Seruan untuk berbuat berkesesuaian dengan kedudukan dan pembawaan (“syaakilati”) kapasitasnya adalah kepada manusia-manusia, selain agar dapat berbuat baik sebagai tambahan kebaikan sebagai hamba, yang senantiasa mengesakan-Nya, juga agar bermanfaat bagi orang lain. Selain itu yang tidak kalah penting untuk diindahkan adalah untuk tidak menjadi setan!
Setan, sebagai suatu sifat dengan mengikuti jejak-jejaknya berupa mengganggu dan berusaha, meski tidak dapat mendatangkan mudharat kepada hamba yang menjadikan Allah sebagai pelindungnya.
Menjadi setan berwujud manusia tentu bukanlah suatu tujuan, maka komunikasi dalam berbagai bentuknya, toleransi serta perdamaian penting untuk dikedepankan.
Sebab setan sekedar menghadirkan rasa sedih dan gangguan-gangguan kecil, maka yang mengimani keesaan Allah dengan suasana dan nama-nama-Nya yang indah (“asmaa’ul-husna”) segera mengingat ayat-ayatNya, bahwa Allah maha kuasa atas segala sesuatu, Maha Menentukan segala yang terjadi serta kebaikan hanya ada padaNya, juga perjuangan para Rasul yang memiliki tingkat ujian dengan kesulitan tertinggi, berikut para penerus sebagai percontohan, justru dapat membangkitkan semangat dan akan menguatkan sesiapa saja dari usaha-usaha berupa tipu daya syetan dan bala tentaranya.

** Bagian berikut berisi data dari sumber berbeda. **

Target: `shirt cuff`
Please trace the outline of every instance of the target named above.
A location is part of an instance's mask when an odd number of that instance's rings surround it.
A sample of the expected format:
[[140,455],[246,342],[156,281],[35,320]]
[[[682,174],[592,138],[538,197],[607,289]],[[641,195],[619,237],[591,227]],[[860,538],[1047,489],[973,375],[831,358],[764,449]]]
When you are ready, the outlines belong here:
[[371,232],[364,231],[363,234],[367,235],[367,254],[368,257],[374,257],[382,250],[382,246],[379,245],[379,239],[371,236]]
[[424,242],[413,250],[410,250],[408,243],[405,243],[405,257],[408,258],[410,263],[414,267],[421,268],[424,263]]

Maka segeralah berlindung kepada Allah dan berdo’a kepadaNya.
Kembali kepada kedudukan, selain sebagai aktualisasi diri berupa eksistensi dalam menjalankan amanat kehidupan di dunia, yang kelak akan dipertanggungjawabkan di hadapan-Nya, juga dapat menjadi kesempatan untuk beramal salih sebagai bekal kehidupan abadi yang sesungguhnya (“hayawaan”) di akhirat kelak.

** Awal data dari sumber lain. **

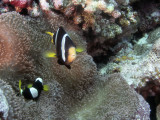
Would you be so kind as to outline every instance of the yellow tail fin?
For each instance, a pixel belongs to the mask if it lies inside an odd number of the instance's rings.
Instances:
[[[54,52],[46,52],[45,57],[51,58],[51,57],[56,57],[56,53]]]
[[[52,40],[51,40],[51,42],[53,43],[53,35],[54,35],[54,33],[51,33],[51,32],[46,32],[48,35],[50,35],[50,36],[52,36]]]
[[[82,47],[77,47],[76,48],[76,52],[83,52],[83,51],[84,51],[84,49]]]
[[[43,90],[44,91],[49,91],[49,86],[48,85],[43,85]]]
[[[21,94],[21,85],[22,85],[22,82],[21,82],[21,80],[19,80],[19,92],[20,92],[20,94]]]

Mahir di bidang kesehatan, olahraga, pertanian, peternakan, dan perikanan merupakan di antara contoh kapasitas termaksud, juga terdapat semenjak dahulu (salaf). Tidak terkecuali orang-orang salih kala itu, bahkan para nabi diriwayatkan adalah pernah menggembalakan kambing, tidak terkecuali Nabi Muhammad yang memang tersohor kepiyawaiannya dalam menggembalakan kambing-kambing saudagar Makkah kala itu.
Tidak semata dimaknai sebagai urusan dunia, potensi yang terus dikembangkan tidak dijadikan sebagai tujuan, namun bagian dari usaha untuk mencari kebaikan Allah.

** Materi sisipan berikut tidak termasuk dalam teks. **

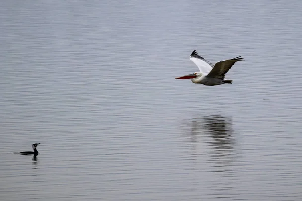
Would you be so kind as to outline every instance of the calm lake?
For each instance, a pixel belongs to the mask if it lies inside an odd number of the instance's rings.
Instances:
[[[1,200],[302,200],[301,1],[3,2]]]

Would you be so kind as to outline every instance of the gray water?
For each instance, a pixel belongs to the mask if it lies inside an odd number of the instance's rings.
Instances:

Maka orientasi utama adalah bukan lagi kekayaan semata, namun tidak sepenuhnya anti juga. Begitupun keterkenalan dan jabatan lainnya. Mendahulukan Allah serta berdo’a dan memohon perlindungan kepadaNya, untuk dapat senantiasa menjadikan Allah adalah orientasi utama, “InshaaAllah!”